FHN Needs to Offer More Blended Learning Classes to its Students

Out of the many classes Francis Howell North has to offer its students, very few of them feature blended learning. With the benefits that blended learning has shown in its students and its teachers, FHN should offer more than just a handful of blended courses. 

Blended learning courses are unique to traditional classes because they offer students asynchronous class days throughout the school year. Asynchronous or blended days are scheduled course days where students are not required to remain in the classroom for the entire hour. Whether it’s first hour or seventh hour blended class, students are required to take attendance, but can ultimately roam or leave campus as they please. 

This flexibility can be a huge bonus for students. They can use the spare time provided to them to make up tests or classwork, leave early for after school activities or jobs, or even get an extra hour of sleep or make a quick coffee run before school. 

But blended learning doesn’t just offer free time to its students, it also teaches students self-regulation and college preparation.
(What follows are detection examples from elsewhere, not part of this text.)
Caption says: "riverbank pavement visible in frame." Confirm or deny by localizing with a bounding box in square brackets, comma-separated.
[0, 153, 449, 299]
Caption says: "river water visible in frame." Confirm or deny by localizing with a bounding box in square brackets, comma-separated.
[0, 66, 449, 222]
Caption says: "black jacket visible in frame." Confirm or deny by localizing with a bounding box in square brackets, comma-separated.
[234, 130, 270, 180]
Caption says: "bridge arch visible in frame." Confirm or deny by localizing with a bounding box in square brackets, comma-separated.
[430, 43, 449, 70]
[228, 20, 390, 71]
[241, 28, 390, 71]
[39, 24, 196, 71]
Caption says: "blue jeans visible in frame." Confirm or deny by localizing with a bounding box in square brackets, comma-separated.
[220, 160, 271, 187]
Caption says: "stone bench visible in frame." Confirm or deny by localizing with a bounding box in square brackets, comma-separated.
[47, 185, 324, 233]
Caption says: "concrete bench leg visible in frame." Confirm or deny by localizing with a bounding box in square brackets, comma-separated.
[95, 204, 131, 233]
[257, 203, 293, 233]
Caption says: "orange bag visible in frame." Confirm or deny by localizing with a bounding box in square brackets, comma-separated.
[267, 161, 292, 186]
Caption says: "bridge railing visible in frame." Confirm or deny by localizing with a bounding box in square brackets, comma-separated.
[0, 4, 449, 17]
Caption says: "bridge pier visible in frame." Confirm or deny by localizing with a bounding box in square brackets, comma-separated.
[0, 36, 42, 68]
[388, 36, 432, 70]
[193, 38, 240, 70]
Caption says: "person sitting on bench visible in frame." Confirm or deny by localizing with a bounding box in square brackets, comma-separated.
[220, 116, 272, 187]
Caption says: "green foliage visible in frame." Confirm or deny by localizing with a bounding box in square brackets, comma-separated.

Students are required to manage their own time for assignments on provided asynchronous days. This is supposed to replicate class days for college students, where students show up for attendance and instruction from their professors but are ultimately self-lead in completing assignments and free to leave whenever they choose. The independence provided to students in blended learning courses enforces a sense of responsibility for these young adults. Blended learning also provides teachers with the opportunity to prepare students for college while also teaching them self discipline and self accountability, both of which are important life skills that individuals will use for the rest of their lives. 

While most blended learning teachers appreciate the ability to arrange class days to complement the pace of the curriculum as well as their own schedules, some teachers find difficulty with students taking advantage of their asynchronous days. Some students don’t show up for attendance on their designated asynchronous days, causing them to miss out on assignment instructions and due dates. However, this only really becomes an issue when students’ grade percentage drops below 70 percent, which is the only requirement for blended learning courses. At that point teachers can exercise their power to revoke asynchronous privileges and hold academic interventions until the student can meet the 70 percent grade requirement. This makes the argument against blended learning weak compared to the benefits it provides in and outside of the classroom.

Even though students find great success in blended learning, not all students have the opportunity to take blended learning courses. With FHN only offering a few courses this year, there just isn’t enough space for more students to take blended learning classes. In the next coming school year FHN should offer more blended learning courses to give students the opportunity to experience the benefits of an asynchronous classroom.